Today I spent ten hours in my minivan. The day involved driving up to Denton (past Dallas) to pick up Kendall and Lauren from orientation at UNT.
My ass is numb, my legs sore, but that's ok. It was for my child, a child I have loved since I knew she was growing inside me. A child I have loved beyond reason every single day of her life. A child whose hug I would walk through Hell just to feel, her laugh just to hear.
There is nothing I would not do to protect her. My love is all consuming, without condition, without hesitation, never ending.
That is what EVERY CHILD DESERVES.
Yet so many children come into this world as a result of unprotected sex, not desire to pour every fiber of one's being into parenting and protecting.
There are untold numbers of children in this world living in anguish, marginalized, ignored, abused, hungry - not just for nourishment, but for nurturing. A hug to so many children would be as welcome as a Happy Meal.
Which brings me to a precious 3 year old who is hospitalized in Oklahoma with injuries so horrific, memories inflicted upon him so heinous, I honestly find myself wishing the angels would come take him away, release him from the unbearable suffering, unimaginable abuse he has endured at the hands of those he should have been able to trust most in this world.
First meet Jennifer Chapman, his "babysitter." I couch that in quotation marks because the last thing she did was look out for his well being.
This monstrous piece of shit SOLD HIM to two men so they could have sex with him, in exchange for giving her all she really cares about: METH.
At their hands he was raped repeatedly for hours. He was forced to drink bleach (his face is covered with chemical burns. A portion of his scalp/skull was ripped off. And he had been hung by a dog collar for hours.
Wrap your mind around that. I can't. I cannot conceive of hurting any child, let alone a 3 year old little boy.
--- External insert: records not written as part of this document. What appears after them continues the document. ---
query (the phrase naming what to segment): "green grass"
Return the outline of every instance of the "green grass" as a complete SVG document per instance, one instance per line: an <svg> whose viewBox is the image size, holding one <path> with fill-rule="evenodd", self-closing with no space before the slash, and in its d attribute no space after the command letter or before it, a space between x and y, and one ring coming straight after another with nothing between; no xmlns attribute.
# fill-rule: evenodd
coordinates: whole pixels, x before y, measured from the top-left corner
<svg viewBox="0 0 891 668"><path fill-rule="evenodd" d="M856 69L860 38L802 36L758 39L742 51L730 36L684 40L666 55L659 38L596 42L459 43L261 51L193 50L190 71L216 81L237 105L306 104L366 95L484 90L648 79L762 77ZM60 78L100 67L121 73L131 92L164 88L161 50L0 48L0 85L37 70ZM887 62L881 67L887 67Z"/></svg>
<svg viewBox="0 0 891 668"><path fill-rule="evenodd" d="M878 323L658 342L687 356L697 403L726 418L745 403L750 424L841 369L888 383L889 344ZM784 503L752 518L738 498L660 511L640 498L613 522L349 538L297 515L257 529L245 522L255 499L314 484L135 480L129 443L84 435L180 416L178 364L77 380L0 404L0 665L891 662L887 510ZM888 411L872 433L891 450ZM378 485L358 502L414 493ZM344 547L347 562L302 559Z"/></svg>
And it is beyond my mind's ability to grasp how anyone could be so insanely, monstrously cruel.
My heart wants to reach through this story and rescue him. Hold him. Tell him he is safe. That no one will ever hurt him again.
When these masses of sewage were finished torturing him, they returned him to his babysitter, who was staying in a motel with his mother.
Ah, yes - his mother. Another gem in the humanity crown. Meet Leana Lauck - another methhead.
Leana told police she knew he was injured but waited to do anything about it - FOR HOURS - EIGHTEEN HOURS.
She was more concerned with what would happen to her if she took him to the hospital.
So she indulged in some more meth with her friend while he lay there suffering, a portion of his head missing.
Again, I find myself very conflicted. Would death be a sweet release for this tormented child who has endured pure evil? His body ripped apart, his psyche torn even more.
As for his mother, babysitter, and the two wastes of oxygen who are still on the loose? Death is far too easy for them. They need abused. They need to feel every ounce of agony, every river of pain that coursed through him, every horrific second of consciousness in which he could not understand what was happening to him or why, only that it was, and it was excruciating.
They need tortured, for TWENTY FOUR HOURS, until they beg for death. And even then, their wish would not be granted. They would be dunked in bleach - every open wound a fiery cauldron of fresh pain as the chemicals burn into their flesh.
Then, dump them in a pit and let what life is left slowly eek out of them into the dirt.
I do not want to hear them hide behind meth as their excuse. I don't want to hear an insanity defense. I. DON'T. CARE.
They took the most precious thing in this world - a child - and put him through hell for their selfish enjoyment.
This child only deserves Heaven. LOVE, whether here or in whatever lies beyond our last breath.
These sacks of flesh? Well, I don't know if Satan could even stomach their presence in Hell. I imagine even he has standards.